Are you referring to the Mishnaic calendar? The Tosefta says nothing about "doubt" that I can find though it says that the year may be intercalated for practical reasons. Maybe this is what you mean by "doubt"?
In any case, there is no evidence, other than the wishful thinking of the Mishnah itself, to suppose that the scheme of the Mishnah/Tosefta was used in Herodian times or earlier. It is known with certainty that the Jews of Elephantine, in Egypt, were using a local adaptation of the Babylonian calendar in the Persian period. A form of the Babylonian calendar seems to be presupposed by the First Book of Maccabees. How do you know that the temple priests of all postexilic periods never once used the Babylonian calendar, which by Seleucid times was intercalated according to a fixed cycle, rather than on any empirical basis? All "doubts" had been resolved by the fixed intercalation scheme, as they were in the much later mathematical Rabbinic calendar.
Father H said:
Orthodox NEVER have it early by Hebrew standards. Your admission of 2019 just proves the point.

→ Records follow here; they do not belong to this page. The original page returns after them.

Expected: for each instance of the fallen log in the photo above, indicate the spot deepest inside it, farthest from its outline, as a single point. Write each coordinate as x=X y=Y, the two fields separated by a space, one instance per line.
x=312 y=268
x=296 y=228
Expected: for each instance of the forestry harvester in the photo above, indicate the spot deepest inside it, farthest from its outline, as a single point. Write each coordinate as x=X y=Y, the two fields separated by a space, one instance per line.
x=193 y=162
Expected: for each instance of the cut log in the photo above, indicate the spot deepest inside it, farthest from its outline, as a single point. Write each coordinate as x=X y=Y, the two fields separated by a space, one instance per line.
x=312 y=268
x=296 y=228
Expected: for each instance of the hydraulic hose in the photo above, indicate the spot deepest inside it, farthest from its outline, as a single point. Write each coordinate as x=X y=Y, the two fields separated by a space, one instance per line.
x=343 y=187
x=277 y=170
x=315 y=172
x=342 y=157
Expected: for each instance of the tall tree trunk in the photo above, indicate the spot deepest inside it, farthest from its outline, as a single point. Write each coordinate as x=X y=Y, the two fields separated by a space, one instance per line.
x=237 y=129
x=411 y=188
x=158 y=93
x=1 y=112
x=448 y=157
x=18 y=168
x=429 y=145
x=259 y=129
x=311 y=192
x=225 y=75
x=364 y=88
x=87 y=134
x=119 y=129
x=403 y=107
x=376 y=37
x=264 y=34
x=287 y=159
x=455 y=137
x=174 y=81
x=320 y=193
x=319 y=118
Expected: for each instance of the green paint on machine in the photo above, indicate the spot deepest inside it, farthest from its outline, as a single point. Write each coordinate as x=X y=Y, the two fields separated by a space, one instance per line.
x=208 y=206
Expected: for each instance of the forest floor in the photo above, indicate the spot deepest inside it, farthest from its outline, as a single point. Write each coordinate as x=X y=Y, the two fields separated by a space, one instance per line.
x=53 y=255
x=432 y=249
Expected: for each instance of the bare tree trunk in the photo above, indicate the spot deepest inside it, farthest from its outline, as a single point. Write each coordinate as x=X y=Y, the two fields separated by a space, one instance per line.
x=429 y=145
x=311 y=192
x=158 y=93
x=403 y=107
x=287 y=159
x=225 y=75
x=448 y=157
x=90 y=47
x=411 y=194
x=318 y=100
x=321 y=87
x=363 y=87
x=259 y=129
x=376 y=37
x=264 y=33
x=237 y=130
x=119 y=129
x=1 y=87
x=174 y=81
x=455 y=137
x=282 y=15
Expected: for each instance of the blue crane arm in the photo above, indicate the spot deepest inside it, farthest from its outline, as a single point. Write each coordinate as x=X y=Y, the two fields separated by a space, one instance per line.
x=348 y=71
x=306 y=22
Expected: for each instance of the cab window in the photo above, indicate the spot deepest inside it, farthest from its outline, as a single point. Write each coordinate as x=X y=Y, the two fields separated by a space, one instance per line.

You have not previously made any statements about the Julian paschalion. If you want to discuss it, please clarify your position. What is "it"? What "point" does the Gregorian lunar calendar for 2019 prove?
Your previous statement was:
Father H said:
14 Aviv/Nisan was never a full moon by our modern definition. This is because the new moon (1 Aviv/Nisan) was not, in ancient times, the dark moon, but rather what we call the "young crescent."
Note the word "never". This makes your statement an extreme statement. Your are stating that no lunar calendar which had a month called "Nisan" ever had the true full moon on the 14th of Nisan, at any longitude from Susa in Persia to Cape Clear, Ireland, throughout the entire history of such calendars up to the end of "ancient" times. You should present evidence, not just assertions, for this extreme claim.
Even if your words are not interpreted so strictly, they still don't hold up. You state that the 14th of Nisan was "never" in ancient times a full moon,
because in those days the lunar month began with the new crescent. This statement is (as I have shown) internally inconsistent. It is precisely when a lunar month begins near the new waxing crescent that the full moon comes near the 14th day. It is when the day of the conjunction is counted as the first day of the lunar month that the full moon will tend to come later than the 14th day.
Was this what you were actually trying to say, even though you ended up saying the opposite? You seemed to base your assertions on the linguistic fact that the phrase "new moon" nowadays often means "conjunction". This is true, but this fact has no implications for the mathematics of any lunar calendar, past or present. Each calendar's arithmetic must be examined to determine how its "new moon" relates to the conjunction, regardless of what "new moon" may mean in other contexts.